Chapter 2
The Lion and the Lamb ~ continued from Chapter 2 | Their First Kiss
Obed climbed the hills to the threshing floor; he worried about the rains setting in and ruining the crop, but the workers were experienced and he could see that a comfortable winter with food in everyone’s belly was upon them.
He also understood that King Saul and his men would pass by and take provisions that would deplete the storehouses. Jesse and Obed’s seven grandsons would join Saul against the Philistines as a fighting unit and the soil would turn red with blood. War was coming.
After the barley was brought to the threshing floor the turner began his work. He arranged the stalks in the center of the floor and the donkey pulled the threshing board over them.
“Good,” Iram smiled. He was pleased to see the grain neatly stacked and waiting to be stored.
“Ha,” cried the turner as he forced the donkey over the floor.
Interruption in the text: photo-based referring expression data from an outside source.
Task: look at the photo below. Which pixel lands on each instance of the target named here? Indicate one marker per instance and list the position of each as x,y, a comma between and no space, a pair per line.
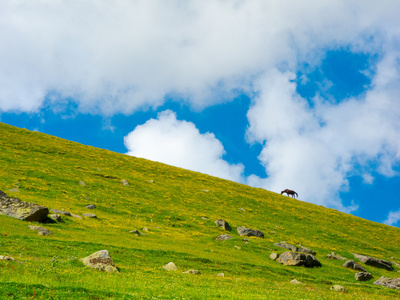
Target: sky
282,94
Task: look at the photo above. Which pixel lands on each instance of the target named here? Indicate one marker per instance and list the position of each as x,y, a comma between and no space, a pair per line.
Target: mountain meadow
147,215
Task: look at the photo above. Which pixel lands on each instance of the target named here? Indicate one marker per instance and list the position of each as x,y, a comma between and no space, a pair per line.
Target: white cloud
315,150
393,218
123,55
179,143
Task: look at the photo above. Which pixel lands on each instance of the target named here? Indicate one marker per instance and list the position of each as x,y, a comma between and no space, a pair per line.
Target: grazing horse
290,192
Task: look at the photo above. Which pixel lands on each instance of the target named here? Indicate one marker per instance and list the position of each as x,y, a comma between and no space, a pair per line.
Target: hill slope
178,207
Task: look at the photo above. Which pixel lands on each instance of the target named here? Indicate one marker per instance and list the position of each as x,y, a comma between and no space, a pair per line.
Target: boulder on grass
393,283
290,258
243,231
100,260
16,208
40,230
223,224
170,267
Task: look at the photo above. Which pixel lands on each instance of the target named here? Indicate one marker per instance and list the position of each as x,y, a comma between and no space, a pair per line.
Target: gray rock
223,224
76,216
93,216
338,288
290,258
374,262
243,231
16,208
60,212
170,267
223,237
274,256
351,264
295,281
194,272
101,261
3,257
55,217
286,246
335,256
135,232
363,276
40,230
393,283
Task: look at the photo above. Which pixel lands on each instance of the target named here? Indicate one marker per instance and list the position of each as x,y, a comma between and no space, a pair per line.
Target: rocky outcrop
93,216
223,224
170,267
40,230
100,260
3,257
363,276
290,258
335,256
194,272
16,208
243,231
393,283
223,237
351,264
374,262
338,288
60,212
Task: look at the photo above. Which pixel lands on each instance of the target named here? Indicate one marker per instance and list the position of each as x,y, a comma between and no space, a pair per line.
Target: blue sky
271,94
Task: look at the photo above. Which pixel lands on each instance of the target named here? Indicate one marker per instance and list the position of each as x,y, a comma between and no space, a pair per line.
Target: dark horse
290,192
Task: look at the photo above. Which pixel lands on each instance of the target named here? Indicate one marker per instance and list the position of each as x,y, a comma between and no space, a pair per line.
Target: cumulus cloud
112,57
393,218
179,143
314,150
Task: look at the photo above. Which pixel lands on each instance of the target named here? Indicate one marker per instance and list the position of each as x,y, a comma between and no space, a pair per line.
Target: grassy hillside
179,208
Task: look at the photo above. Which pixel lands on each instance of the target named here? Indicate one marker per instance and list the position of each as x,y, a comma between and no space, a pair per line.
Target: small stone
2,257
93,216
55,217
295,281
223,224
60,212
223,237
101,261
194,272
170,267
338,288
76,216
274,256
40,230
363,276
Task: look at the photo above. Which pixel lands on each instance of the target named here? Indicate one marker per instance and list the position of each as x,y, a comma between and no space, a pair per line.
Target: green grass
170,202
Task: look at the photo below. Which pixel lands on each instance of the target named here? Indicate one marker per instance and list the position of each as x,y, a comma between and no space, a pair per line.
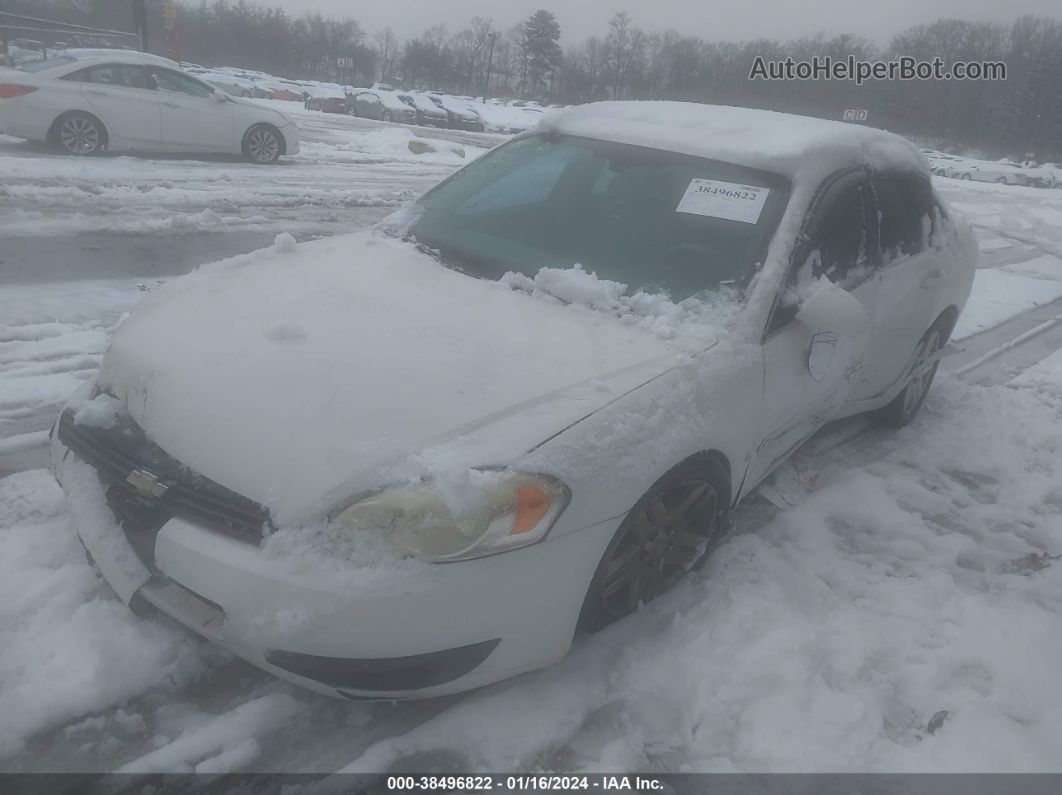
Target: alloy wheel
262,145
664,541
80,136
922,373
He would stop the beast and then turn over the barley so that both sides were cut.
The turner took off his hat and wiped his brow with his farmer’s wool tunic.
“A goodly crop this one.” He pointed to the heavy grain that lay in the hot sun, the flies buzzing about in the heat.
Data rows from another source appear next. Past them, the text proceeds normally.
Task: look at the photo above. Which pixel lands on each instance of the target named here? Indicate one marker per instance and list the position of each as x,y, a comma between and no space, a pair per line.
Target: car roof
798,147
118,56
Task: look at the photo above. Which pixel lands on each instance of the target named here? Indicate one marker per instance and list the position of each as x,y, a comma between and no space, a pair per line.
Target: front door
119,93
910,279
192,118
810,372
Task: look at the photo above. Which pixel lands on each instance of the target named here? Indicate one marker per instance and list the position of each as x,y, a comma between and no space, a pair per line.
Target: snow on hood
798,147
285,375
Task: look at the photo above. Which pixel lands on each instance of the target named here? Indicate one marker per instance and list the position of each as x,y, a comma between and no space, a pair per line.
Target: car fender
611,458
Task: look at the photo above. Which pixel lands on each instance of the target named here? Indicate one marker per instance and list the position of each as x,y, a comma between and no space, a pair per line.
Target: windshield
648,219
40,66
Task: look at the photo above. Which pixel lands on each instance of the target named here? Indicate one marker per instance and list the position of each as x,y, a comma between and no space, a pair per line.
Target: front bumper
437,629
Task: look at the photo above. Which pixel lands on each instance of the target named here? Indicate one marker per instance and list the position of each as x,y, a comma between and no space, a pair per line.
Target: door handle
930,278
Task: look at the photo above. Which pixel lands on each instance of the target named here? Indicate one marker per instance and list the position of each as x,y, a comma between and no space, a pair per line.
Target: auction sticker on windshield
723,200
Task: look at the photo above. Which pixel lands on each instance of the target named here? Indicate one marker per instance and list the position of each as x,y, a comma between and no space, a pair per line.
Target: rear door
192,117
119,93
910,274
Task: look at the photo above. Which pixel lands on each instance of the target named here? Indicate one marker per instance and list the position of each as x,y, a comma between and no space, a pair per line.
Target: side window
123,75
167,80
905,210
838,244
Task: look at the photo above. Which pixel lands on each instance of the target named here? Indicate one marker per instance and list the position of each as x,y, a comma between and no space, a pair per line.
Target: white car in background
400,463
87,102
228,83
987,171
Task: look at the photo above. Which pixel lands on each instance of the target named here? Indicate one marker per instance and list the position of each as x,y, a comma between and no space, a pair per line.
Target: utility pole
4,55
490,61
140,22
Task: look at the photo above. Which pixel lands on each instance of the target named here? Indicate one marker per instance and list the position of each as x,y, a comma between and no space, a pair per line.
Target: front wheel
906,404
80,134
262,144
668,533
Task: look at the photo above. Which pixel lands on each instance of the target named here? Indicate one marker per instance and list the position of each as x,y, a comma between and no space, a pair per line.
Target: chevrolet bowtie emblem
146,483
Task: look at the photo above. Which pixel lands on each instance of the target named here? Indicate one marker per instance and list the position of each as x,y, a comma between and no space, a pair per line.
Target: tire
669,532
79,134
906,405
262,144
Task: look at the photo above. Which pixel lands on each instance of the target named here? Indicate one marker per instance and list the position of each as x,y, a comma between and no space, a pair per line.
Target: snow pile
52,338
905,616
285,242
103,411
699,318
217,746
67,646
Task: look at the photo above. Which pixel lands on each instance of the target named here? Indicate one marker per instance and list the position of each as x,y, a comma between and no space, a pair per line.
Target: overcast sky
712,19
Iram looked watchfully over the crop.
“Enough to feed us for the winter.”
“And more.”
The turner began again to push the donkey across the floor, slashing and cutting the barley stalks.
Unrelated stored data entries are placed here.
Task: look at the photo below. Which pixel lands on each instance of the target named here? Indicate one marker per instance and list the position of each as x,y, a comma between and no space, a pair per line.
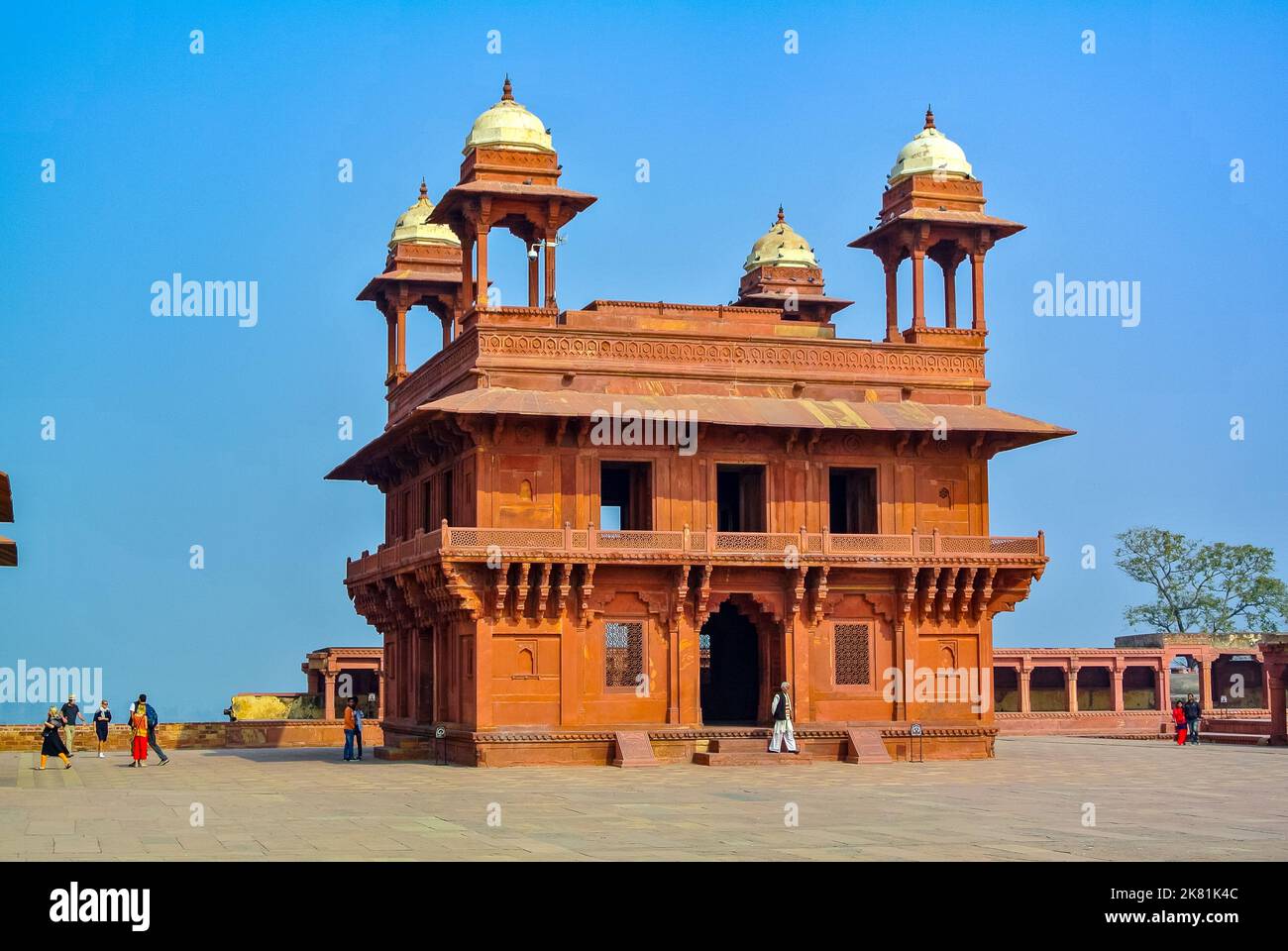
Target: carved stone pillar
329,696
977,272
549,252
918,289
892,268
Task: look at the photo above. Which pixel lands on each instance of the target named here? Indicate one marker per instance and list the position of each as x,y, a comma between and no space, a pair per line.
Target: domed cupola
781,248
507,125
782,276
412,228
928,153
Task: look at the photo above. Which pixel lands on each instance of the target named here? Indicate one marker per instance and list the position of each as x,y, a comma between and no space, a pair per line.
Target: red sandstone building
544,591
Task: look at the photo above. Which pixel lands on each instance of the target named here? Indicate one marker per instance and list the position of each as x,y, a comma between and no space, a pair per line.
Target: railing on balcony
514,544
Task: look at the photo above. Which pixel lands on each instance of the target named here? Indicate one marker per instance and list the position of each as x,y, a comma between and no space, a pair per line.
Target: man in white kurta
781,709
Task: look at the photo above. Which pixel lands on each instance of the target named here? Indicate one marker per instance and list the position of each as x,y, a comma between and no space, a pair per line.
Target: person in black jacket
52,739
1193,711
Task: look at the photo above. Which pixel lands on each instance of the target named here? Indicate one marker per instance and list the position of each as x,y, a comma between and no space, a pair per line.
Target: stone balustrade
684,545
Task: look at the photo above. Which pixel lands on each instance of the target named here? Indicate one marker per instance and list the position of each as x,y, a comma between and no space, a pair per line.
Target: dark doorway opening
625,496
730,668
739,497
853,495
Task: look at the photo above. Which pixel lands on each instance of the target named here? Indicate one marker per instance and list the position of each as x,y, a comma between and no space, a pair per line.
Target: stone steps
1239,739
747,752
760,758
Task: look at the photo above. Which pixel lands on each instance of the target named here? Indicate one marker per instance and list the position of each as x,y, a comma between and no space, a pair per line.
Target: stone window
850,643
623,654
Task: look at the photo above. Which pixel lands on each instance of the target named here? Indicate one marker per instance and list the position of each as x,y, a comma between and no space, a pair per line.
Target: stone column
533,274
467,278
892,268
391,344
977,272
918,289
329,696
951,294
481,285
549,252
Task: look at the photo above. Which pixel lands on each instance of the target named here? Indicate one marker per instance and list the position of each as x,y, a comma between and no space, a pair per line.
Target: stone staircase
747,752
“Heehaw, Heehaw,” the donkey brayed as the threshing board scraped the floor.
Iram sneezed as the thick air flew into his nostrils.
The cut stalks were set in the sun to dry before the winnowing and the villagers took pitchforks and picked up the barley husks to point them upward.
Hannah and the other women raised the cut stalks high into the air and walked so the wind would loosen the chaff and the heavy grain would fall to the stone floor. The grain would then be placed in great wicker baskets and taken to the storehouses.
Obed brought David and Shimea and they all picked up the grain and let the chaff blow in the wind. He looked fondly at his grandsons, lifted his pitchfork high and felt his soul fly free. He saw his past behavior good and bad tossed to the wind, the bad or impatient side of him swept away and what was left dropped on the stone floor.
“You see how far we can fly,” Obed whispered to David as the chaff disappeared on the wind.
David watched the chaff from the barley blow over the stone fields and valleys and wondered how far he might travel from this stone threshing floor. The threshing floor was nothing more than a huge gulch dug out of the hillside by the wind and laid flat by the villagers but in that instant he saw more.
He saw beyond the heat of the day and the harsh world his family lived in for it was here on this Bethlehem threshing floor that he witnessed his past and his future. With his pitchfork high his view was far and wide and he felt a great depth of passion. He ran wildly and continued raising his pitchfork while the others looked on. He had been in the sun too long.
“I see!” he yelled out. “I see!”
Obed caught him by the sleeve.
“David, David,” he said gently. “Calm yourself.” Obed had seen that far-off look in his daughter’s eyes.
“Come.” He cradled the nine-year-old in his arm. “Down to your mother.”